Getting a foot on the property ladder is a challenge for millions of young people everywhere—apart from in China it appears. A whopping 70% of Chinese millennials already own their own homes, despite the fact that China has seven of the top 10 most expensive cities in the world for residential real estate.
That’s according to a recently published HSBC study of home ownership among 9,000 millennials (which the bank defines as those born between 1981 and 1998). In contrast, only 35% of millennials in the US and 31% of those in the UK already own their own apartment or house.
Owning a house is as important as having a good job for young men in China, at least in terms of steps toward an even greater life goal: getting married. The One Child Policy, enforced from 1979 to 2015, created a skewed society. By 2020, there will be 30 million more men than women on the marriage market, so competition to find a wife is fierce.

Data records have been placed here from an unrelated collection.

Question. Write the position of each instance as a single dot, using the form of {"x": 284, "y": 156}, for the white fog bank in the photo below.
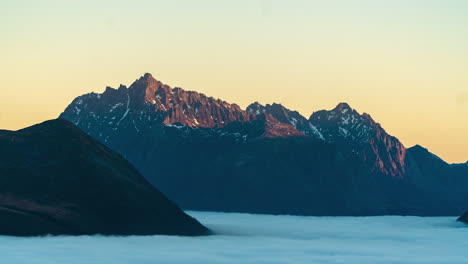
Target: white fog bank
{"x": 245, "y": 238}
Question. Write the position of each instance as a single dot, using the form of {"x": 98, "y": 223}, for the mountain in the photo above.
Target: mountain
{"x": 464, "y": 218}
{"x": 55, "y": 179}
{"x": 267, "y": 158}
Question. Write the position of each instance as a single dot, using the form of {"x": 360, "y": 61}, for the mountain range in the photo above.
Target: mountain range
{"x": 207, "y": 154}
{"x": 55, "y": 179}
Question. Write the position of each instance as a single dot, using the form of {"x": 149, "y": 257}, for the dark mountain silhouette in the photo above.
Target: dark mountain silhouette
{"x": 55, "y": 179}
{"x": 266, "y": 159}
{"x": 464, "y": 218}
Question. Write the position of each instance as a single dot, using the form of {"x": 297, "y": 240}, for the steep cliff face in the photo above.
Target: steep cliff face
{"x": 345, "y": 126}
{"x": 185, "y": 140}
{"x": 55, "y": 179}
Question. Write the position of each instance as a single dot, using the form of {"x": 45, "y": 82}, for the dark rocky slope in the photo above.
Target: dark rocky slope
{"x": 464, "y": 218}
{"x": 55, "y": 179}
{"x": 266, "y": 159}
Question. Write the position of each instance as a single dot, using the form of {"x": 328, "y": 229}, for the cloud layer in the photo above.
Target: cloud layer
{"x": 245, "y": 238}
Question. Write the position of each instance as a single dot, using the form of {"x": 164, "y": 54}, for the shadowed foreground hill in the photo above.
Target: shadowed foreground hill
{"x": 208, "y": 154}
{"x": 55, "y": 179}
{"x": 464, "y": 218}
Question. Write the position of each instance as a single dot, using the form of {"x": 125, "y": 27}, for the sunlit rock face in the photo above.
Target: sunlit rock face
{"x": 208, "y": 154}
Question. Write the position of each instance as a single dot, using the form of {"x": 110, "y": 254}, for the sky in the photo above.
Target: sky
{"x": 262, "y": 239}
{"x": 403, "y": 62}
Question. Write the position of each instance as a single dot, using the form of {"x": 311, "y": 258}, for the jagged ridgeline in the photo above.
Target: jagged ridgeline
{"x": 208, "y": 154}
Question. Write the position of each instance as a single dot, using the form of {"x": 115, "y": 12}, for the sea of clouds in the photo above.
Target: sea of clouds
{"x": 246, "y": 238}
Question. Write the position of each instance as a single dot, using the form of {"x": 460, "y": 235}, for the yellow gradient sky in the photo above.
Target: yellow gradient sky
{"x": 404, "y": 62}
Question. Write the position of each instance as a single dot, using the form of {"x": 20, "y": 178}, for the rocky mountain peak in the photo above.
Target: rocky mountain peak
{"x": 343, "y": 108}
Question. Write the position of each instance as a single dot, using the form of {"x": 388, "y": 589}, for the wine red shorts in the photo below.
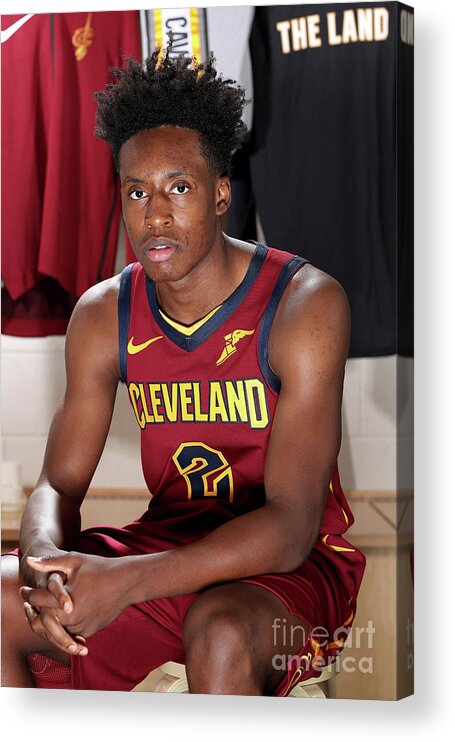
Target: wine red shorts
{"x": 322, "y": 592}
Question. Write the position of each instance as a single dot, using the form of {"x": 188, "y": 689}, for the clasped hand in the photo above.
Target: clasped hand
{"x": 83, "y": 594}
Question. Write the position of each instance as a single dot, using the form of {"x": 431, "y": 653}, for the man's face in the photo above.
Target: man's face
{"x": 171, "y": 201}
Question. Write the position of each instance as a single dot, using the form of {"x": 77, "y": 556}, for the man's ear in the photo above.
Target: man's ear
{"x": 223, "y": 195}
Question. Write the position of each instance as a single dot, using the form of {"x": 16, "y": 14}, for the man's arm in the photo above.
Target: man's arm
{"x": 51, "y": 521}
{"x": 308, "y": 348}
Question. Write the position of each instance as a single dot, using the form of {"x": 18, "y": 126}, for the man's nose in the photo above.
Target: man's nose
{"x": 158, "y": 212}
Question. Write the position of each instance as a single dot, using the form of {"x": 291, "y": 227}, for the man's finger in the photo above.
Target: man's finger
{"x": 38, "y": 597}
{"x": 56, "y": 587}
{"x": 34, "y": 620}
{"x": 63, "y": 564}
{"x": 57, "y": 635}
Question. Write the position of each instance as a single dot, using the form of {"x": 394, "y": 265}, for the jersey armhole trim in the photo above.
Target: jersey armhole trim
{"x": 288, "y": 270}
{"x": 124, "y": 308}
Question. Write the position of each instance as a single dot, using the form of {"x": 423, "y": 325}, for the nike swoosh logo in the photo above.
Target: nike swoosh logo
{"x": 11, "y": 30}
{"x": 132, "y": 349}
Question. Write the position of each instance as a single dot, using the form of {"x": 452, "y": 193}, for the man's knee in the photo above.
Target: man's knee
{"x": 218, "y": 634}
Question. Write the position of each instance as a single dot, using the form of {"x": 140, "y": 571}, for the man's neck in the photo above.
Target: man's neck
{"x": 208, "y": 285}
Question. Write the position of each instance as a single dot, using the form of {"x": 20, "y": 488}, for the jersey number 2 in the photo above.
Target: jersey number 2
{"x": 205, "y": 470}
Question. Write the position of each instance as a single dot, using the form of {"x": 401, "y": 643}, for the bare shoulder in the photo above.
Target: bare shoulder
{"x": 92, "y": 337}
{"x": 312, "y": 319}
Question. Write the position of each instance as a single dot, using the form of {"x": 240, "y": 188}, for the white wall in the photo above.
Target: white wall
{"x": 33, "y": 381}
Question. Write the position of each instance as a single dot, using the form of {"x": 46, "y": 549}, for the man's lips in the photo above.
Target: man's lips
{"x": 159, "y": 249}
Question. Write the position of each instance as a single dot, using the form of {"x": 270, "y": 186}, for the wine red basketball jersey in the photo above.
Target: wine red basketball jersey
{"x": 205, "y": 402}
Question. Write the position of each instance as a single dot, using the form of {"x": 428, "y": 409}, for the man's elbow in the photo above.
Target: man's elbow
{"x": 296, "y": 551}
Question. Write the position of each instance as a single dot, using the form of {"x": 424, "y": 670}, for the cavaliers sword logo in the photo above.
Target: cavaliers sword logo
{"x": 83, "y": 38}
{"x": 231, "y": 341}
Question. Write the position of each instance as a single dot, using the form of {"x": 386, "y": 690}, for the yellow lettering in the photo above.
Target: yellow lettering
{"x": 283, "y": 28}
{"x": 148, "y": 416}
{"x": 199, "y": 416}
{"x": 349, "y": 27}
{"x": 258, "y": 412}
{"x": 185, "y": 401}
{"x": 170, "y": 406}
{"x": 134, "y": 393}
{"x": 236, "y": 401}
{"x": 313, "y": 22}
{"x": 156, "y": 402}
{"x": 299, "y": 35}
{"x": 381, "y": 23}
{"x": 217, "y": 405}
{"x": 407, "y": 27}
{"x": 334, "y": 38}
{"x": 365, "y": 24}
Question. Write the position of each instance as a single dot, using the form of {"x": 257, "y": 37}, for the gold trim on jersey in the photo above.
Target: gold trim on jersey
{"x": 204, "y": 462}
{"x": 231, "y": 341}
{"x": 189, "y": 330}
{"x": 133, "y": 349}
{"x": 83, "y": 38}
{"x": 332, "y": 546}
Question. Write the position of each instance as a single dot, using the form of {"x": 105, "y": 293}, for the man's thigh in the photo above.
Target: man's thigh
{"x": 238, "y": 617}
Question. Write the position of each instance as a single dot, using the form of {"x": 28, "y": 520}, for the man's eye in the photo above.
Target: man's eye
{"x": 180, "y": 189}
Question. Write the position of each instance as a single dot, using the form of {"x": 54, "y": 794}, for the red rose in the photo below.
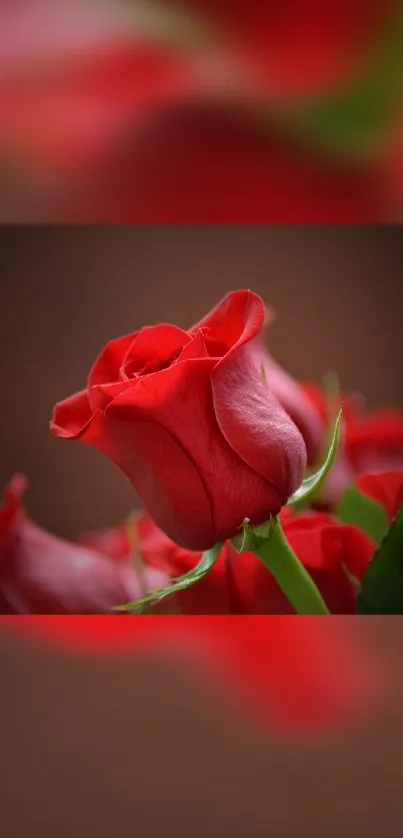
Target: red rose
{"x": 386, "y": 489}
{"x": 291, "y": 395}
{"x": 325, "y": 547}
{"x": 296, "y": 48}
{"x": 241, "y": 584}
{"x": 187, "y": 416}
{"x": 41, "y": 574}
{"x": 374, "y": 441}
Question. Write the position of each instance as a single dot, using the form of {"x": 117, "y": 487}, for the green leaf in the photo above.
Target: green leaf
{"x": 357, "y": 508}
{"x": 310, "y": 486}
{"x": 382, "y": 586}
{"x": 179, "y": 584}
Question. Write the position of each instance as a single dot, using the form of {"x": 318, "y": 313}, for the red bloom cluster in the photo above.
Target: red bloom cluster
{"x": 210, "y": 430}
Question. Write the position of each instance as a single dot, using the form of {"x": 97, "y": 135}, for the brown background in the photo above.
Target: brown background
{"x": 93, "y": 748}
{"x": 67, "y": 291}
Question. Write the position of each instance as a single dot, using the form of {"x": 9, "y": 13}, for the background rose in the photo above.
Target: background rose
{"x": 42, "y": 574}
{"x": 188, "y": 418}
{"x": 334, "y": 554}
{"x": 372, "y": 442}
{"x": 302, "y": 100}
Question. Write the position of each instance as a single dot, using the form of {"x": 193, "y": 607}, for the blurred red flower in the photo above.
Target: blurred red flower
{"x": 201, "y": 111}
{"x": 385, "y": 488}
{"x": 42, "y": 574}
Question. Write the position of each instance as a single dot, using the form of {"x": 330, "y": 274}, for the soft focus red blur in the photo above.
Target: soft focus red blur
{"x": 200, "y": 110}
{"x": 307, "y": 678}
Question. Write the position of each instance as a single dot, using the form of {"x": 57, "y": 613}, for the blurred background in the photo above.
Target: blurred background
{"x": 201, "y": 110}
{"x": 65, "y": 292}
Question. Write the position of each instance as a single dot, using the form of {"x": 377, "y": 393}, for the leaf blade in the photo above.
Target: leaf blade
{"x": 382, "y": 586}
{"x": 180, "y": 583}
{"x": 309, "y": 487}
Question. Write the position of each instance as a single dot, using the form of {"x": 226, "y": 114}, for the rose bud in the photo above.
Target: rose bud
{"x": 42, "y": 574}
{"x": 290, "y": 394}
{"x": 188, "y": 418}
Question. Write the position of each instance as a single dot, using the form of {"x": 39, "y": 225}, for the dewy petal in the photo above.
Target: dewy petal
{"x": 164, "y": 476}
{"x": 106, "y": 366}
{"x": 154, "y": 345}
{"x": 196, "y": 348}
{"x": 292, "y": 398}
{"x": 180, "y": 400}
{"x": 238, "y": 318}
{"x": 255, "y": 424}
{"x": 72, "y": 416}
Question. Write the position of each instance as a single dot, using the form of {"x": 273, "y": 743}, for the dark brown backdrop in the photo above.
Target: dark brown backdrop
{"x": 65, "y": 292}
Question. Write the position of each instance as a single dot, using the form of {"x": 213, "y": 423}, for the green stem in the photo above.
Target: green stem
{"x": 278, "y": 556}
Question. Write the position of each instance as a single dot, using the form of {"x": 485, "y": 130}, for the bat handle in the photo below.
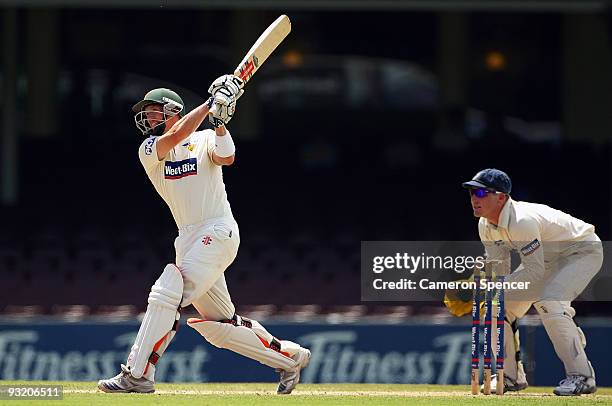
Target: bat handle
{"x": 213, "y": 109}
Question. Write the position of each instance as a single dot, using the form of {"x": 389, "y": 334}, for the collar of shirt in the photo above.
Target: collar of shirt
{"x": 504, "y": 216}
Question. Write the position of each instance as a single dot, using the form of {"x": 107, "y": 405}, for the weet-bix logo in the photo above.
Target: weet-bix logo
{"x": 180, "y": 169}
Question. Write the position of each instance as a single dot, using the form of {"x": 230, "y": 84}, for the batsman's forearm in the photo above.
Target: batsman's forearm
{"x": 188, "y": 124}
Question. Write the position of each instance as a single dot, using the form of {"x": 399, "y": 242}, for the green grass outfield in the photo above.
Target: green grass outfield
{"x": 257, "y": 394}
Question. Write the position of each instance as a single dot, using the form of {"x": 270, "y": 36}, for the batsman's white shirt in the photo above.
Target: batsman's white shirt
{"x": 187, "y": 179}
{"x": 192, "y": 186}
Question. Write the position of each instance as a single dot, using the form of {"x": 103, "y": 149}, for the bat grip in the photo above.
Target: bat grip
{"x": 213, "y": 109}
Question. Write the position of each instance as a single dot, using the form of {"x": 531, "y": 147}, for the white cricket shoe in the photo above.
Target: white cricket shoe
{"x": 290, "y": 378}
{"x": 510, "y": 385}
{"x": 125, "y": 382}
{"x": 575, "y": 385}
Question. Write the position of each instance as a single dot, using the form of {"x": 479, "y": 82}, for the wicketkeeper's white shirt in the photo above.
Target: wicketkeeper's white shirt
{"x": 539, "y": 233}
{"x": 187, "y": 179}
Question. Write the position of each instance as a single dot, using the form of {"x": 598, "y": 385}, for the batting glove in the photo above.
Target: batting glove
{"x": 227, "y": 85}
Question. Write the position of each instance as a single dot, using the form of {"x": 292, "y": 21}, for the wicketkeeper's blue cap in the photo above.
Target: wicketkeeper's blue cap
{"x": 490, "y": 179}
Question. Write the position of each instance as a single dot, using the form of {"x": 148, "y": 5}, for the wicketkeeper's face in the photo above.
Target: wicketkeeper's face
{"x": 485, "y": 202}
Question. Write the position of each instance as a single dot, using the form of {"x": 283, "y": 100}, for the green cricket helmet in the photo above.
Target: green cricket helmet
{"x": 171, "y": 103}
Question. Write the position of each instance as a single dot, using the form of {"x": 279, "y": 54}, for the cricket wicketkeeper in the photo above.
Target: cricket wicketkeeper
{"x": 559, "y": 253}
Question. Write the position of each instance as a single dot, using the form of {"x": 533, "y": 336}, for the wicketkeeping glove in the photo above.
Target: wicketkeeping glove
{"x": 227, "y": 85}
{"x": 459, "y": 301}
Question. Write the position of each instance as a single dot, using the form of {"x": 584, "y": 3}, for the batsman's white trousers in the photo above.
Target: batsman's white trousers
{"x": 203, "y": 253}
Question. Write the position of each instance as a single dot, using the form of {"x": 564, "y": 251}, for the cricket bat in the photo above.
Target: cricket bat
{"x": 262, "y": 49}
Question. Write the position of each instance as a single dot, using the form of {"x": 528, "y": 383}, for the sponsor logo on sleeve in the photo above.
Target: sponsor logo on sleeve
{"x": 149, "y": 146}
{"x": 531, "y": 247}
{"x": 181, "y": 169}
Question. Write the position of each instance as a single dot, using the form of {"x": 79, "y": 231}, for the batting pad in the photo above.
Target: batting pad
{"x": 156, "y": 329}
{"x": 242, "y": 340}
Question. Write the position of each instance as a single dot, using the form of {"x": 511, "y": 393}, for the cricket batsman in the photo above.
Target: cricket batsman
{"x": 184, "y": 166}
{"x": 559, "y": 253}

Many parents will chip in to help with the house costs in order to make their sons more attractive to potential brides.
“It is the custom that husbands will provide a home,” Dr Jieyu Liu, deputy director of the SOAS China Institute, told the BBC. “As young people’s wages are too low, the husband’s family is expected to take on the responsibility to purchase the property in their son’s name, or pay the deposit.” Assisting with a home purchase can also be a savvy investment for parents in the long run, many of whom might move in with their kids in old age.
Of course, they’re not the only ones. Young people everywhere often rely on gifts or loans from parents to scrabble together a deposit. A recent report from the Social Mobility Commission found 34% of first-time buyers in the UK got financial help from their families.